What else could the approach do?
On the social sustainability side, critics argue there are glaring gaps. "The plan lays out the 'what,' but it's limited on the 'how," says Sebastian Boger, managing director and partner of Boston Consulting Group. "It's very much in line with many brands' previous commitments; there were no big surprises."
The metrics are weak on social effect, according to Kerry Bannigan, executive director of the Fashion Impact Fund, founder of the Conscious Fashion Campaign, and executive producer of the UN's Sustainable Development Goals Media Zone, who also points out the emphasis on digital change. This ignores the fact that many individuals still lack dependable internet and electrical access, let alone digital product passports and the technology required to utilise them. "Just because we're trying to speed up change for the better," she continues, "we can't wipe out those who are dependant on the fashion business."
Maeve Galvin, global policy and campaigns director at Fashion Revolution, thinks that the EU might take a page from California's Senate Bill 62, which established a minimum wage for workers and held businesses liable for infractions with third-party partners.
"Right now, the idea does not encompass SMEs since the company scope is too small," explains Muriel Treibich of the Clean Clothes Campaign, a global advocacy organisation. "It also overlooks the point of unfair purchasing methods, which allow businesses to impose low pricing and change orders at the last minute, affecting the environment as well as human rights in the supply chain."
"We are in the midst of a climate emergency, and rapid action is required."
"How the EU will measure sustainable textiles and garments is a question mark," says Dalena White, secretary general of the International Wool Textile Organisation and spokesman for Make The Label Count, an international coalition working to stop EU greenwashing. "The EU intends to employ the Product Environmental Footprint (PEF) method, which currently excludes renewability, biodegradability, biodiversity, social consequences, and microplastic contamination from consideration."
Fashion Revolution, which publishes an annual transparency index based on publicly available sustainability data from brands, believes there is potential for the EU to address the issue of overproduction in its approach. "Our research finds that only 14% of brands give information on how much they generate," Galvin explains.
Change on a larger scale is required.
If the EU's recommendations are to work, experts say it must recognise its broader context and the need for stronger infrastructure around fashion.
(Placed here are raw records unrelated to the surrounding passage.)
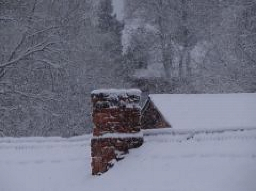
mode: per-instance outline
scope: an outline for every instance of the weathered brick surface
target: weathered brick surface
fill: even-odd
[[[100,92],[91,94],[94,124],[94,137],[91,140],[93,175],[100,174],[111,166],[113,160],[120,157],[117,152],[126,153],[143,143],[143,137],[134,136],[140,130],[140,96],[125,94],[123,92],[120,95]],[[100,137],[107,133],[126,134],[126,136]],[[131,134],[130,137],[127,136],[128,134]]]

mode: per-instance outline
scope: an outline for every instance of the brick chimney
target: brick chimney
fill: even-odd
[[[142,144],[141,93],[137,89],[101,89],[91,92],[94,124],[91,140],[92,175],[101,174],[129,149]]]

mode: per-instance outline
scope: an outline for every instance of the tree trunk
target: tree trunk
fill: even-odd
[[[186,51],[186,60],[185,65],[186,65],[186,76],[189,76],[191,74],[191,68],[190,67],[190,53],[188,50]]]

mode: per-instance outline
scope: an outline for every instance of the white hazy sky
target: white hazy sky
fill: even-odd
[[[117,18],[119,20],[123,19],[123,16],[124,0],[112,0],[113,1],[114,11],[116,13]]]

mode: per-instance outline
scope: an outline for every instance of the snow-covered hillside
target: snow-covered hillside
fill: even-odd
[[[256,190],[256,130],[146,136],[95,177],[90,136],[0,139],[0,190]]]

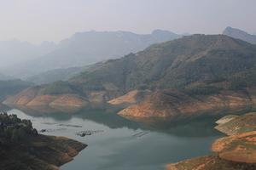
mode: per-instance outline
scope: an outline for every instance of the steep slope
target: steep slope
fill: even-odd
[[[135,89],[152,91],[121,111],[124,116],[244,110],[255,103],[255,45],[224,35],[193,35],[97,63],[64,86],[53,83],[39,90],[44,95],[75,94],[97,104]],[[10,103],[29,95],[21,93]]]
[[[221,132],[228,134],[231,134],[230,132],[235,133],[230,136],[217,139],[212,144],[213,154],[169,164],[166,166],[166,170],[255,169],[255,113],[248,113],[240,116],[229,116],[218,120],[220,125],[225,127],[224,129],[220,129]],[[238,132],[237,128],[241,131]]]
[[[179,35],[156,30],[140,35],[129,31],[78,32],[62,40],[56,49],[39,59],[9,69],[13,76],[27,77],[49,70],[84,66],[102,60],[115,59],[148,46],[172,40]]]
[[[55,44],[44,42],[34,45],[14,39],[0,41],[0,68],[6,71],[8,67],[44,55],[55,48]],[[6,75],[9,75],[8,73]]]
[[[38,134],[29,120],[0,114],[0,169],[58,170],[87,145],[65,138]]]
[[[86,66],[55,69],[27,77],[26,80],[38,85],[51,83],[57,81],[67,81],[84,70],[86,70]]]
[[[137,88],[177,88],[213,81],[232,82],[232,75],[254,73],[255,56],[256,46],[245,42],[223,35],[194,35],[108,60],[69,82],[101,88],[112,83],[125,92]]]
[[[8,95],[16,94],[32,85],[32,82],[19,79],[0,80],[0,101],[3,101]]]
[[[253,44],[256,44],[256,36],[248,34],[247,32],[228,26],[224,31],[223,34],[230,36],[234,38],[241,39],[246,42],[248,42]]]

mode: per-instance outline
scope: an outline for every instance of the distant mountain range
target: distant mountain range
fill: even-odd
[[[5,103],[77,110],[119,97],[110,105],[130,103],[119,114],[137,118],[244,110],[256,105],[255,65],[256,45],[224,35],[187,36],[92,65]]]
[[[44,50],[41,57],[38,57],[37,53],[31,54],[29,56],[32,56],[32,60],[29,61],[26,60],[22,64],[9,67],[3,71],[6,75],[24,78],[49,70],[84,66],[102,60],[119,58],[129,53],[143,50],[151,44],[180,37],[181,35],[161,30],[155,30],[151,34],[145,35],[129,31],[79,32],[61,41],[56,47],[53,46],[54,49]],[[10,47],[11,49],[15,48],[11,45]],[[20,56],[19,50],[15,51]]]
[[[4,70],[26,60],[37,59],[55,48],[54,42],[44,42],[33,45],[19,40],[0,41],[0,67]]]
[[[256,44],[256,35],[251,35],[247,32],[228,26],[224,31],[224,35],[230,36],[234,38],[241,39],[253,44]]]

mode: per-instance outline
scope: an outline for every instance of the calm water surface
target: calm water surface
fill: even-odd
[[[220,133],[212,129],[214,120],[160,126],[138,124],[113,114],[86,112],[74,116],[32,116],[13,109],[9,114],[31,119],[48,135],[66,136],[88,144],[61,170],[158,170],[165,165],[210,153]],[[60,126],[79,125],[81,128]],[[164,130],[161,130],[164,129]],[[90,136],[77,136],[84,130],[100,130]]]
The primary question is what this means for enterprises operating outside of the EU, and how this policy fits in with other attempts to control fashion in other countries.
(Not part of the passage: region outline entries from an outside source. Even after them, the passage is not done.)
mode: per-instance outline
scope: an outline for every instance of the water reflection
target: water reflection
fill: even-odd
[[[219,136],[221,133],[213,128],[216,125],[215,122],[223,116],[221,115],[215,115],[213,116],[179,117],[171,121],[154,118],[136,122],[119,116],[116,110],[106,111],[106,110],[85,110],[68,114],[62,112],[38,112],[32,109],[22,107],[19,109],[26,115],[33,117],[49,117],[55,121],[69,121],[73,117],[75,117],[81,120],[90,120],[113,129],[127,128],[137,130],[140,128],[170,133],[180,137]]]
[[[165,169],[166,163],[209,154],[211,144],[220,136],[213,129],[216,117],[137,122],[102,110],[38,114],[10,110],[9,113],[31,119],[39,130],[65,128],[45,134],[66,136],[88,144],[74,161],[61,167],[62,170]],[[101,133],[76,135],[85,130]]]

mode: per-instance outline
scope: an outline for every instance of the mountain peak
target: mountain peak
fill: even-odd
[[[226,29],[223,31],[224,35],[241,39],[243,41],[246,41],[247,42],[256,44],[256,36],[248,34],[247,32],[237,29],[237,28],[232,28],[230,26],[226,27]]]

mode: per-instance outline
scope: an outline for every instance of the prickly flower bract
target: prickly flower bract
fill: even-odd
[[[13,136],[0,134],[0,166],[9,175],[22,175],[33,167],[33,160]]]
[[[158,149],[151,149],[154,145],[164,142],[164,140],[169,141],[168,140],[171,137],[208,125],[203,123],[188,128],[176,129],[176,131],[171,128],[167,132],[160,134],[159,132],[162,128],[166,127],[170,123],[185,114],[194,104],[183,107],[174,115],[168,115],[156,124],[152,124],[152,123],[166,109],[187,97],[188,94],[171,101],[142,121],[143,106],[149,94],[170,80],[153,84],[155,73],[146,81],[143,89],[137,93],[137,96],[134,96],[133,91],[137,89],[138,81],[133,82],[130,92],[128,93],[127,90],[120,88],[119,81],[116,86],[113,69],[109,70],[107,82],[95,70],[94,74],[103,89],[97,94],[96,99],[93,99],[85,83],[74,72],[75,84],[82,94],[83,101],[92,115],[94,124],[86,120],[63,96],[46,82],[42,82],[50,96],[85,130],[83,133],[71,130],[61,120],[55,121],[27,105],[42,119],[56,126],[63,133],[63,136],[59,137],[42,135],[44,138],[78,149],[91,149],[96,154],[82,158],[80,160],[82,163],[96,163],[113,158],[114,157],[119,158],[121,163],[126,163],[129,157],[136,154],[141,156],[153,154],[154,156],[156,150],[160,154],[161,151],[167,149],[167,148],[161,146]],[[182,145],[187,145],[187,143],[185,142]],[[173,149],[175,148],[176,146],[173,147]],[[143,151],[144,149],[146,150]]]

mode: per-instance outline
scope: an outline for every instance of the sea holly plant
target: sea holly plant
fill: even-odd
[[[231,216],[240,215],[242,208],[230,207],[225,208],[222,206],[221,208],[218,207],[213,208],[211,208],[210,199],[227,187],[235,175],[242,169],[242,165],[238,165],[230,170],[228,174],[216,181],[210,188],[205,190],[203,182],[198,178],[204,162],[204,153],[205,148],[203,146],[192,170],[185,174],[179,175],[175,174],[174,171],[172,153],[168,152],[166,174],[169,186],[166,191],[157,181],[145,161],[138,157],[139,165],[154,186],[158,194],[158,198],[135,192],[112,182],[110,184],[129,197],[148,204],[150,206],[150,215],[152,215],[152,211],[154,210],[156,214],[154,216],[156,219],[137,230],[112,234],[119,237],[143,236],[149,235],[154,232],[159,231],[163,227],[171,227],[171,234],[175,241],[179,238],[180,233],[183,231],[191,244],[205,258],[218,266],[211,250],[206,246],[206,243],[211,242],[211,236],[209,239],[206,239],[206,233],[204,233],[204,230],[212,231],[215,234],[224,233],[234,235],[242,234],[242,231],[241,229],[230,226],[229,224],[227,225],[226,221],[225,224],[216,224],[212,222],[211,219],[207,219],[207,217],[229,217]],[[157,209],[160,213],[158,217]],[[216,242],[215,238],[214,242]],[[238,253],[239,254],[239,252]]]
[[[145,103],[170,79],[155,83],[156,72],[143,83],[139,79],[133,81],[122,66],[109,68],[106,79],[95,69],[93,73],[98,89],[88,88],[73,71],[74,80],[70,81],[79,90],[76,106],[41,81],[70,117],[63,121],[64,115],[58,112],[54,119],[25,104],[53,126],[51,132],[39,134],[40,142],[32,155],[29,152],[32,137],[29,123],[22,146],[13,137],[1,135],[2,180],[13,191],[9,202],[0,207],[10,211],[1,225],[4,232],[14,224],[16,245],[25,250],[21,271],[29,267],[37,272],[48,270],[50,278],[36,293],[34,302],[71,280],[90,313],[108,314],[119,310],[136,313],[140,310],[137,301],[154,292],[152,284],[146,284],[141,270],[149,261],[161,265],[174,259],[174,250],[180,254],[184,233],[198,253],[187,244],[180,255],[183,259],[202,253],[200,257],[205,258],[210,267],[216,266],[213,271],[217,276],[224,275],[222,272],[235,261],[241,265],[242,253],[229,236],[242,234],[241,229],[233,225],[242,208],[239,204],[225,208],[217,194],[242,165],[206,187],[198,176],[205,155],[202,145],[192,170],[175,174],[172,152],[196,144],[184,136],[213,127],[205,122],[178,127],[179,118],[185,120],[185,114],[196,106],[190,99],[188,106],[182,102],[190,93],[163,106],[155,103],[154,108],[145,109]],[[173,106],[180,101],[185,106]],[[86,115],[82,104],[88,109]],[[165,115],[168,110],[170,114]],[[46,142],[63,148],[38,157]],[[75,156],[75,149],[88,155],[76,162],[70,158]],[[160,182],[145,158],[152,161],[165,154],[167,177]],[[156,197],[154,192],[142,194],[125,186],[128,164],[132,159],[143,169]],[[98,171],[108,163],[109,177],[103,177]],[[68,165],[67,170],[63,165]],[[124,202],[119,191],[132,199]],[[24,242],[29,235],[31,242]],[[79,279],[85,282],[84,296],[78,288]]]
"National regulation is needed to build and strengthen recycling infrastructure, as well as financial support to grow recycling technology more quickly," says Boger of Boston Consulting. Member states are encouraged to implement tax incentives for reuse and repair enterprises, according to the commission.
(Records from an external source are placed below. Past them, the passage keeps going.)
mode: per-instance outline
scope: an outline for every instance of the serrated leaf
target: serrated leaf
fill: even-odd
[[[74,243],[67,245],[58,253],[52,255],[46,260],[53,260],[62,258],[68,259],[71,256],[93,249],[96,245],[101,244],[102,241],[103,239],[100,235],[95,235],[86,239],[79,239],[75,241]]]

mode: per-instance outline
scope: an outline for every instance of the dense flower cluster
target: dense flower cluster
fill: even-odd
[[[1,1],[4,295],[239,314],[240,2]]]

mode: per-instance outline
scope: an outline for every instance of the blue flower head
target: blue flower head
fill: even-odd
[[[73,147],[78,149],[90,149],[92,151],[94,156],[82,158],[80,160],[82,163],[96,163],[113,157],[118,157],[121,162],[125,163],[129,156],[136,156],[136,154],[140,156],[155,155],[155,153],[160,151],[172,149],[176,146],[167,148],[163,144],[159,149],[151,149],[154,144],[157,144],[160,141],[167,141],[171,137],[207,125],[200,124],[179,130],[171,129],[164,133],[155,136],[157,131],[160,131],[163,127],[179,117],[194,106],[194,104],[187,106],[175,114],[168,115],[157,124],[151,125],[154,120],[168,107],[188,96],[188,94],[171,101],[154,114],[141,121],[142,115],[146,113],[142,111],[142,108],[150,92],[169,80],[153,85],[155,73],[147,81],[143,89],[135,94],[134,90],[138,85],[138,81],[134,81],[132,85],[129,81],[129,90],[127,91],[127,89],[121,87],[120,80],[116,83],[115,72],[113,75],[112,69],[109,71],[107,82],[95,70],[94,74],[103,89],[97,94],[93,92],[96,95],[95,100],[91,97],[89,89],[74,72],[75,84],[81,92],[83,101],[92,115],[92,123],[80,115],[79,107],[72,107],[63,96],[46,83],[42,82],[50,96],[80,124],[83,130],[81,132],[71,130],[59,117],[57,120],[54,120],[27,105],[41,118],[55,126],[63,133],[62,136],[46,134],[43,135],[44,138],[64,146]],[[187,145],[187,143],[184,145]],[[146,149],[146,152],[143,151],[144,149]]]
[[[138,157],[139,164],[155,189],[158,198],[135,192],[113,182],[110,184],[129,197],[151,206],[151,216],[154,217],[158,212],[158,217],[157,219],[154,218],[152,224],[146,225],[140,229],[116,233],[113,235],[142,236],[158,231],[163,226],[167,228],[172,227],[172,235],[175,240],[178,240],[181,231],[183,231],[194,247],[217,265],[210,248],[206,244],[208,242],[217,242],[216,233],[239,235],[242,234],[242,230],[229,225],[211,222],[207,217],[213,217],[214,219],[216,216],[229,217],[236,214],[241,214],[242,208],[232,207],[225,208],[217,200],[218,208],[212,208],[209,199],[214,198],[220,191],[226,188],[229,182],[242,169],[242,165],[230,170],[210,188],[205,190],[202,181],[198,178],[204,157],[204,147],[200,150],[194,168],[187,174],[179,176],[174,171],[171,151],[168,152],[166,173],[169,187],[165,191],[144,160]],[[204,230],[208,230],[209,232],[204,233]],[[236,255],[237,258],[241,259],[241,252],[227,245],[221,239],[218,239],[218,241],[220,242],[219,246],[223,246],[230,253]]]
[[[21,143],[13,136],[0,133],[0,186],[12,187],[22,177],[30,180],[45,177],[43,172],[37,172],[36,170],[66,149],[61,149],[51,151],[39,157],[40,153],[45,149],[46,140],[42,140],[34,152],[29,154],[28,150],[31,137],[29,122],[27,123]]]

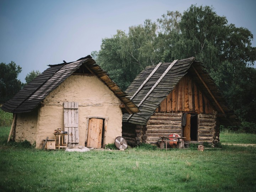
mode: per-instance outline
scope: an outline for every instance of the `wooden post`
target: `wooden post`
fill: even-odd
[[[201,145],[199,145],[197,148],[197,150],[200,151],[203,151],[204,146]]]

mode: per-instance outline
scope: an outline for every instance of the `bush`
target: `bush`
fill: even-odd
[[[220,131],[225,130],[231,131],[237,133],[252,133],[256,134],[256,123],[252,122],[244,121],[240,126],[221,126]]]
[[[109,143],[106,145],[105,148],[106,149],[109,149],[111,150],[117,150],[118,149],[114,143]]]

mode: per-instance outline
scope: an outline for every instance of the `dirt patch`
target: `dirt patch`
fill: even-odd
[[[256,147],[256,144],[245,144],[243,143],[222,143],[223,145],[238,145],[239,146],[254,146]]]

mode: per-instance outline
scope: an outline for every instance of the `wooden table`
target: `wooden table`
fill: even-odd
[[[55,140],[56,146],[58,147],[59,149],[60,148],[66,148],[68,147],[68,133],[53,133],[53,134],[54,135],[54,139]],[[57,145],[57,138],[58,135],[59,135],[59,143]],[[64,139],[63,139],[64,135],[66,135],[66,141],[65,144],[64,143]],[[62,140],[61,145],[60,145],[60,137],[61,137]]]
[[[186,138],[186,137],[166,137],[166,136],[158,136],[159,137],[161,138],[161,139],[162,139],[162,143],[164,139],[166,139],[166,142],[165,143],[165,148],[166,149],[166,150],[167,150],[167,139],[169,138],[173,138],[174,139],[178,139],[178,149],[180,149],[180,139],[181,140],[181,141],[183,142],[183,149],[185,149],[185,147],[184,147],[184,140],[183,140],[183,139]]]

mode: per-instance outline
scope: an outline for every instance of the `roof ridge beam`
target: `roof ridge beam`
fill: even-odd
[[[168,67],[167,69],[165,70],[165,72],[164,72],[164,73],[163,73],[162,74],[162,75],[161,75],[161,76],[160,77],[160,78],[158,79],[157,81],[155,84],[155,85],[154,85],[154,86],[152,87],[151,89],[148,92],[146,96],[144,97],[144,98],[141,101],[140,101],[140,102],[139,104],[137,106],[138,107],[139,107],[139,106],[140,106],[140,105],[143,103],[144,101],[146,100],[146,99],[148,97],[149,95],[155,89],[156,87],[158,85],[159,83],[161,82],[162,79],[164,77],[164,76],[167,74],[167,73],[169,72],[169,71],[170,71],[170,69],[171,69],[171,68],[172,67],[172,66],[174,65],[174,64],[176,63],[177,60],[178,59],[177,59],[177,60],[174,60],[174,61],[173,61],[172,63]],[[132,117],[132,116],[133,114],[131,114],[130,115],[130,116],[128,117],[127,119],[127,121],[128,121],[130,118]]]

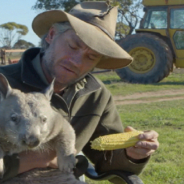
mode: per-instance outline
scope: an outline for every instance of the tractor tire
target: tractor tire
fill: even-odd
[[[134,61],[115,70],[122,81],[151,84],[161,81],[173,70],[173,54],[165,41],[148,33],[127,36],[118,44]]]

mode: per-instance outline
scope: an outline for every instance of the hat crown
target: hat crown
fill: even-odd
[[[70,14],[100,28],[114,39],[117,20],[117,7],[106,2],[82,2],[70,10]]]

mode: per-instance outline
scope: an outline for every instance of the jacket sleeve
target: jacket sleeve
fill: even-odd
[[[12,156],[5,156],[4,166],[5,166],[5,173],[3,175],[2,181],[8,180],[16,176],[18,174],[18,168],[19,168],[18,154],[14,154]]]
[[[95,165],[96,171],[99,173],[109,170],[124,170],[140,174],[149,159],[144,159],[140,163],[134,163],[127,158],[125,149],[103,152],[92,150],[90,147],[90,142],[100,135],[123,132],[122,122],[114,100],[110,93],[107,95],[106,92],[105,96],[107,96],[108,99],[103,114],[100,117],[98,127],[88,144],[84,147],[83,152]]]

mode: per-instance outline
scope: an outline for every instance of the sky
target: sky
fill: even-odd
[[[40,39],[31,27],[32,20],[40,13],[32,9],[35,3],[36,0],[0,0],[0,24],[15,22],[26,25],[29,32],[21,39],[38,46]]]
[[[38,46],[40,39],[31,27],[34,17],[41,13],[41,11],[32,9],[35,3],[36,0],[0,0],[0,24],[15,22],[26,25],[29,32],[21,39]]]

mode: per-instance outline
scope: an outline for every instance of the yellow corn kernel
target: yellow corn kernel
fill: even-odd
[[[99,151],[115,150],[135,146],[142,131],[131,131],[100,136],[91,142],[91,148]]]

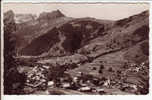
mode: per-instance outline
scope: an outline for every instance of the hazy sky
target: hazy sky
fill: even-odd
[[[59,9],[69,17],[94,17],[98,19],[118,20],[138,14],[149,9],[149,4],[61,4],[61,3],[4,3],[3,11],[13,10],[15,13],[32,13],[39,15],[41,12],[51,12]]]

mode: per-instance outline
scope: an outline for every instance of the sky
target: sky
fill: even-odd
[[[119,20],[149,9],[146,3],[3,3],[3,11],[16,14],[36,14],[60,10],[68,17],[94,17]]]

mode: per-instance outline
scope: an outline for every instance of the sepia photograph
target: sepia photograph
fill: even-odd
[[[3,3],[4,95],[149,94],[149,3]]]

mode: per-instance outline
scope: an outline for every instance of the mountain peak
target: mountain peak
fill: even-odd
[[[55,19],[55,18],[59,18],[59,17],[64,17],[64,14],[60,11],[60,10],[55,10],[52,12],[42,12],[39,15],[38,19]]]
Tamara Cincik, founder and CEO of Fashion Roundtable, a responsible fashion think tank, expresses concern about what this means for the UK post-Brexit, as well as other non-EU countries. "For enterprises outside of the EU that rely on trade with EU member states, there will be increased costs," she argues. "My fear is that the UK will fall behind on sustainability regulations, and businesses will leave the country if they do not receive government support to satisfy the EU's new criteria," says the author.